Achilles Tendonitis (Tendonosis)
The Achilles tendon is the tendon of the gastrocnemius and soleus muscles of the posterior leg and connects these muscles to the heel bone (calcaneus). It is located along the lower back portion of the calf and runs to the heel. This muscle tendon group is responsible for plantar flexion of the ankle and is the primary motor for standing and walking on the toes and powers push off when a person runs or jumps.
Injury usually results when the tendon is stressed by short quick movements or sudden starts and stops such as in Racquetball, tennis, football, or dance. It can also affect women who frequently wear high-heeled shoes and switch to sneakers to exercise. This stress could be cumulative or develop from a single spontaneous movement following an insufficient “warm-up” or stretch.
Inflammation of this tendon is known as Achilles Tendonitis. It is a degenerative condition of the tendon either in its substance or at its insertion point on the heel. Although is it commonly called tendonitis, there is no evidence of true inflammation. Achilles Tendonosis is probably a more medically correct term. It occurs when the overstressed tendon becomes degenerate causing enlargement of the tendon, restricted flexibility and pain.
Typically this condition occurs in patients with IGC (Idiopathic gastrocnemius contracture). In this extremely common condition, which predisposes to at least one half of all common foot and ankle disorders, the gastrocnemius muscle/tendon unit is excessively tight. It is diagnosed on the clinical basis in the clinic by doing the Silfverskiold test.
The important point of anatomy is that the gastrocnemius muscle originates above the knee and is tighter when the knee is extended than when it’s flexed. If the ankle can be placed into more dorsiflexion (toes pointing towards the nose) when the knee is bent than when the knee is extended, then the gastrocnemius muscle is contracted. To qualify as normal, a person needs at least 10 degrees of ankle dorsiflexion with the knee extended. Many authorities believe that the actual normal measurement should be 18 degrees. Unquestionably, less than 10 degrees is abnormal and predisposes patients to Achilles Tendonosis and other tendon disorders, plantar fasciitis, ankle sprains, bunions, and most other disorders of the forefoot!
If Achilles Tendonosis is untreated, it could grow progressively worse and a small tear may lead to tendon rupture, separating the calf muscle from the heel bone. When this occurs, normal movement of the ankle is impossible.

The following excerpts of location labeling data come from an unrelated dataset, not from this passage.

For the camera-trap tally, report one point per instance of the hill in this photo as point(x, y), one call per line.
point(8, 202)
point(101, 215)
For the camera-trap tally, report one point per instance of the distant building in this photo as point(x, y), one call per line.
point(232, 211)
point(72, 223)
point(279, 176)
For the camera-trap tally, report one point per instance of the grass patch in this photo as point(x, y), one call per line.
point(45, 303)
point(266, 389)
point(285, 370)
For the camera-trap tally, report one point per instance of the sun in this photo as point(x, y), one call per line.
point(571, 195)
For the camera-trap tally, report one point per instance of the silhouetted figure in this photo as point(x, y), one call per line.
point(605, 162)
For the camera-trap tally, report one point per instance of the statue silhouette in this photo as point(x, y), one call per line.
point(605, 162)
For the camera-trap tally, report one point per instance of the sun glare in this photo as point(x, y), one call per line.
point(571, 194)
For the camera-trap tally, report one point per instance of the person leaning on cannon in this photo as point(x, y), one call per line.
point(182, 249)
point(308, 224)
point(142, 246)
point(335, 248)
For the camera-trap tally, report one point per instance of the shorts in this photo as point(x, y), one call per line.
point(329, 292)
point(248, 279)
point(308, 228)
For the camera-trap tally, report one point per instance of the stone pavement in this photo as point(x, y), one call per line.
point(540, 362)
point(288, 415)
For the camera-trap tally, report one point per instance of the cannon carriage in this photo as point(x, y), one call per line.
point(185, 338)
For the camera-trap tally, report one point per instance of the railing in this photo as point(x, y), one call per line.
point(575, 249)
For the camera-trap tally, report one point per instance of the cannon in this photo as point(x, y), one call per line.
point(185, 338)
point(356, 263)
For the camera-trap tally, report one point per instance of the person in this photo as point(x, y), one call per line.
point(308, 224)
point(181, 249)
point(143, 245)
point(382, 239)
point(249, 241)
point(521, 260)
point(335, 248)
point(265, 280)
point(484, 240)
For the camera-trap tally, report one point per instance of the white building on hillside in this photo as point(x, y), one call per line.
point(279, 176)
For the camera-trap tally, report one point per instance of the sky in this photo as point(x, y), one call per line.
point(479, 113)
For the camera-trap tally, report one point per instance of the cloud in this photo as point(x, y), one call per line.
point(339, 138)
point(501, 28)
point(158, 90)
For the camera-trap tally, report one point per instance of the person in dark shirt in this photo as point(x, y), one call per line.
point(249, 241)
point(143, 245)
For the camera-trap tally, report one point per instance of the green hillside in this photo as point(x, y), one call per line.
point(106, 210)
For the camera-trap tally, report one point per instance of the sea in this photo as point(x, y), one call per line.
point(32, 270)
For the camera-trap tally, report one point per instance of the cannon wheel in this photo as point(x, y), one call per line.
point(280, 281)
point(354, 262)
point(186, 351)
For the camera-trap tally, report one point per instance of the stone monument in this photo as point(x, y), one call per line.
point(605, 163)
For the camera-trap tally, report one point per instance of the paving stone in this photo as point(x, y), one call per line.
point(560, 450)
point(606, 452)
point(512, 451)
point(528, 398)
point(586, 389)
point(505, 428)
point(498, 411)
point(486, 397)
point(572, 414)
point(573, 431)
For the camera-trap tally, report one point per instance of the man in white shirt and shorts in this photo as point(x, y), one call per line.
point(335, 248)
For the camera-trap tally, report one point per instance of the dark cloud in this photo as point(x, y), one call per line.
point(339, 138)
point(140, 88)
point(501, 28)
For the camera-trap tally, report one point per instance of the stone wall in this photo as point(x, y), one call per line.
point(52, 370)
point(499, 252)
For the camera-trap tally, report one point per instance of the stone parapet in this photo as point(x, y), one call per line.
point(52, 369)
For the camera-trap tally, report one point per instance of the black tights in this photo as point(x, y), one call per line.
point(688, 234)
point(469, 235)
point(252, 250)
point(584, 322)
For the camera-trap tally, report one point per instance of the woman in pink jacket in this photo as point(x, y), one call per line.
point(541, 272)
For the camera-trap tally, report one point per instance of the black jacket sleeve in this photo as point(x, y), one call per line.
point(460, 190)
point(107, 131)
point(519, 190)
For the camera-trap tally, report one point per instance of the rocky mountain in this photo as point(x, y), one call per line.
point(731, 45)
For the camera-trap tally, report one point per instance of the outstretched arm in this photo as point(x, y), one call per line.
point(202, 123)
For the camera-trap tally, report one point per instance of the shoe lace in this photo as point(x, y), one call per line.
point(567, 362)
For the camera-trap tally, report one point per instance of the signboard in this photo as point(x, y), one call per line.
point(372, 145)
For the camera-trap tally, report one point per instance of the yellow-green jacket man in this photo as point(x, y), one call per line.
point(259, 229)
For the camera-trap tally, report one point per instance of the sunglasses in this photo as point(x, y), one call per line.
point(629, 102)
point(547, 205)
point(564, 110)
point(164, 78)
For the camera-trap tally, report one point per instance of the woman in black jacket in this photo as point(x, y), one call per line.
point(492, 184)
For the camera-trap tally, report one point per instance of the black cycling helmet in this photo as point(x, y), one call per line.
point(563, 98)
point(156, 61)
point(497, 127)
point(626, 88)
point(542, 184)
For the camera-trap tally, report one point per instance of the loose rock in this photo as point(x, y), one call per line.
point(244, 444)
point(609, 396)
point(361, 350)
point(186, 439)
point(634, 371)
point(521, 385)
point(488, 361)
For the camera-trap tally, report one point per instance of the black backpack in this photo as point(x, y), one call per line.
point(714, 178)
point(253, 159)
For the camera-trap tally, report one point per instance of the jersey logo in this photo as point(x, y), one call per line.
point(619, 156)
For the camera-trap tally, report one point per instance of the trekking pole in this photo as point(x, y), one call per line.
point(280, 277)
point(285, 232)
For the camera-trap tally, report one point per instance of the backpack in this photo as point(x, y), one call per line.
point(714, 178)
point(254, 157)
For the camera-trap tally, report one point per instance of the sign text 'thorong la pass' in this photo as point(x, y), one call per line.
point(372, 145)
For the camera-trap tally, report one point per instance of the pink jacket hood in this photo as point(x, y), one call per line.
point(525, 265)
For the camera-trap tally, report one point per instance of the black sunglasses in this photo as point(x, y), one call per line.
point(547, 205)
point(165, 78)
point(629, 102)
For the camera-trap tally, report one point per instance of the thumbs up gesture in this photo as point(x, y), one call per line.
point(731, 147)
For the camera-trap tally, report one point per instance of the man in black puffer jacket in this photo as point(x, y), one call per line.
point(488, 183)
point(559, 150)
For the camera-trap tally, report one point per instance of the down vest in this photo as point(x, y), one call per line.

If Achilles Tendonosis is treated before tendon rupture, there are a number of non-operative ways to recover strength to the area. They include stretching, ice, shoe modifications, nutritional supplements, and alterations in an individual’s training schedule. The most important treatments are stretching and lengthening contraction of the gastro soleus muscle complex. Still, the best treatment is prevention. Tendonitis can be avoided with the proper strengthening of all muscle groups in the leg, along with adequate stretching and warm-ups before and after demanding activities or sports.
In certain patients, these measures are unsuccessful. Most recently, platelet rich plasma injections have become popular, but they have now been proven to be no better than a placebo. Other surgical measures have had only spotty success. Release of the gastrocnemius tendon, while leaving the soleus muscle-tendon unit untouched is known as the Strayer procedure. It is a highly simple and inexpensive procedure done in the Day Surgery section of the hospital, and followed for a short period of immobilization and then exercises. It will consistently improve the dorsiflexion of the ankle, and remove the excessive tension off the Achilles tendon allowing it to heal on its own.
Achilles Tendon Rupture
A complete rupture often occurs spontaneously during sports, without pre-existing tendonitis, usually in the athlete in his/her 30s or 40s. Most patients will say that they heard a loud pop, and it felt like their calf was going to explode. Swelling is considerable and it is difficult to walk. Historically, those athletes would elect to undergo surgical treatment to repair the tendon, followed by a period of cast immobilization. The rational to do surgery was that there would be better ultimate strength and a lower incidence of rerupture. The downside of surgery was complications usually associated with poor wound healing. Nonsurgical treatment was historically reported to carry a higher incidence of rerupture, but of course no wound healing issues.
In the past couple of years, accelerated rehabilitation of both the operated and unoperated case has narrowed the gap between the two groups. At this point in time, the rerupture rate and the ultimate strength is nearly the same for operated and unoperated cases. Surgical complications can still occur in the operated cases, but on average those patients return to work about three weeks earlier than the unoperated patients. Operated patients are back in sports by three months, the unoperated patients are back in about six months. Dr. Sanders has extensive experience in both treatment plans and since they lead to similar results, he leaves the decision with the patient.